One of them is Changpeng “CZ” Zhao, the CEO of Binance, the world’s largest crypto exchange. He has expressed his views while speaking to CNBC during the Paris Blockchain Week Summit, as the news network reported on April 15.
In 2021, the regulators in the United Kingdom banned Zhao’s company from carrying out any regulated activity there. At the same time, the central bank of Singapore stated that Binance’s services could be in violation of the local laws, forcing the platform to limit its operations.
However, as he told CNBC:
“The tide is definitely turning.”
These words echo the sentiment he expressed in his speech opening the summit on April 13, saying that regulatory discussions concerning crypto have moved from “negative” to “positive.”
“The regulatory landscape around the world is coming up to speed quickly.”
Entering the regulatory framework
Indeed, although the Chinese authorities have made it clear they didn’t want anything to do with crypto, Great Britain and the United States are planning to bring the budding market under regulatory control, as they seek to become leaders in crypto innovation and investment.
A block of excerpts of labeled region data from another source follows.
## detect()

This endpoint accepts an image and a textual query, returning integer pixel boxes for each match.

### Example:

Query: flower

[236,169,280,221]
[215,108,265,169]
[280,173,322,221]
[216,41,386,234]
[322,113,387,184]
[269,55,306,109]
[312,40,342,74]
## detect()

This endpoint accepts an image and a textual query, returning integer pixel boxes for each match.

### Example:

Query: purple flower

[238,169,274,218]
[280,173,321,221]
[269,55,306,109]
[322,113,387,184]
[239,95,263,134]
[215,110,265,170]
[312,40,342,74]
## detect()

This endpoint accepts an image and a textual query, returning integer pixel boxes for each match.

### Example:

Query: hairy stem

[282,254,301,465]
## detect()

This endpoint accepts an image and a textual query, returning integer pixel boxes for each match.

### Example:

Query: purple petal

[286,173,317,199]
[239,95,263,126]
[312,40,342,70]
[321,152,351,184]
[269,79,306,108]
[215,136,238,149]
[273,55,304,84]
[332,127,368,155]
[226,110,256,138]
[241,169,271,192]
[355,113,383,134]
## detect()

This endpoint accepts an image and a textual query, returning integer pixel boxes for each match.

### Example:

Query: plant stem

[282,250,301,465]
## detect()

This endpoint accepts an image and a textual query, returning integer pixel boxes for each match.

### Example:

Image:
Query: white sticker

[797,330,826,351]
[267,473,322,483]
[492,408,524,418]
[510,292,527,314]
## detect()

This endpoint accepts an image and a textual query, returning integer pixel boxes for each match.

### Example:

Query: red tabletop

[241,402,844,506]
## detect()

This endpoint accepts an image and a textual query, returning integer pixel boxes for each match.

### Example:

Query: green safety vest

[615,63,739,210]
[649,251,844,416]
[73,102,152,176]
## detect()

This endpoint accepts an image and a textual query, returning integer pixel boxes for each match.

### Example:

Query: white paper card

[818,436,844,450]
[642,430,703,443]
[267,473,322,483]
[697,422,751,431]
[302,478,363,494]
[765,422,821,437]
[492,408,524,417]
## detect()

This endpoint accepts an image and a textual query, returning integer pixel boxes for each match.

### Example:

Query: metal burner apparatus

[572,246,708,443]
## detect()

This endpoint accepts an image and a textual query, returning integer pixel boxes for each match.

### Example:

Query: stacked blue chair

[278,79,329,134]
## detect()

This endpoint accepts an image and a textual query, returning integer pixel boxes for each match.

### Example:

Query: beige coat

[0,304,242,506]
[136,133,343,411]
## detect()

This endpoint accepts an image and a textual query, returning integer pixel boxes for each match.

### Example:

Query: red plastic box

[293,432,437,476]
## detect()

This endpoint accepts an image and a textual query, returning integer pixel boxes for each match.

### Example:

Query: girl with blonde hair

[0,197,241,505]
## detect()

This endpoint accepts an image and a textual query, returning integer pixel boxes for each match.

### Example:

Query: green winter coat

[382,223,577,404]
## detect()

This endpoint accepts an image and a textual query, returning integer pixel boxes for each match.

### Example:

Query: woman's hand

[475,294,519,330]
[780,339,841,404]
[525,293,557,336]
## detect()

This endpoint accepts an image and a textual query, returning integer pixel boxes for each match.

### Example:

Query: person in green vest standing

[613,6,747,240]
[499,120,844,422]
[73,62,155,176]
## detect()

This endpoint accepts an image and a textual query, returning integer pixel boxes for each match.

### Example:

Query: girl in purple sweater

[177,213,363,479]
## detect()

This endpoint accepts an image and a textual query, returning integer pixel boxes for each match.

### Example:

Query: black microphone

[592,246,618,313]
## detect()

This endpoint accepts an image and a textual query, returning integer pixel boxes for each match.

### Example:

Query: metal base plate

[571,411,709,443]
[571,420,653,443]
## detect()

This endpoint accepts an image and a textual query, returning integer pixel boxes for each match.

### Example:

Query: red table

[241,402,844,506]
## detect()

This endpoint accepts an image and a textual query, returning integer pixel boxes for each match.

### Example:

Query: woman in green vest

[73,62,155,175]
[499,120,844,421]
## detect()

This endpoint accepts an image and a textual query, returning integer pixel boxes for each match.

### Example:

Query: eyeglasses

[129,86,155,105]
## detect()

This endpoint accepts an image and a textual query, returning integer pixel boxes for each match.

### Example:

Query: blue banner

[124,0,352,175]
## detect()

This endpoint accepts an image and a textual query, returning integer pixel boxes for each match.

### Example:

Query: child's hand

In line with this stance, the U.K. government has recently announced plans to recognize stablecoins as a valid form of payment. At the same time, the country’s Finance Minister Rishi Sunak has asked the Royal Mint to create a non-fungible token (NFT), which will be issued by the summer.
As Cary sees it:
“The U.K. could be a dark horse in this whole situation. Post-Brexit, they sort of have a policy decision to make and a strategy decision to make. Do they rebuild Brussels in London, or do they become the Singapore of the West, invite all this innovation, all this technology and all this wealth generation and really own the future of the Web?”
France, the host of the Paris Blockchain Week Summit, is another country mentioned in a positive context. Namely, Zhao considers it “very progressive and very welcoming towards cryptocurrencies,” as well as “far more advanced in their understanding.”
Commenting on the authorities’ cautiousness regarding the ‘dark side’ of the industry, including money laundering and other illegal transactions, the co-founder of Tezos (XTZ), Arthur Breitman, has said that:
“I think they’re starting to take it seriously [but] I don’t think they’re getting a warm and fuzzy feeling about it. Naturally, they are going to have a conservative bias.”
Some experiences differ
That said, some crypto executives have had a bitter experience with financial regulators recently, including the CEO of Ripple, Brad Garlinghouse, whose company is in the middle of a legal battle with the U.S. Securities and Exchange Commission (SEC).
“When I give advice to entrepreneurs that are thinking about building a crypto or blockchain company, I tell them do not incorporate in the United States. The lack of clarity and a lack of certainty means that you are at risk for the exact kind of lawsuit the SEC brought against us.”
Notably, the SEC is accusing the firm of illegally selling over $1 billion worth of the XRP token between 2013 and 2020.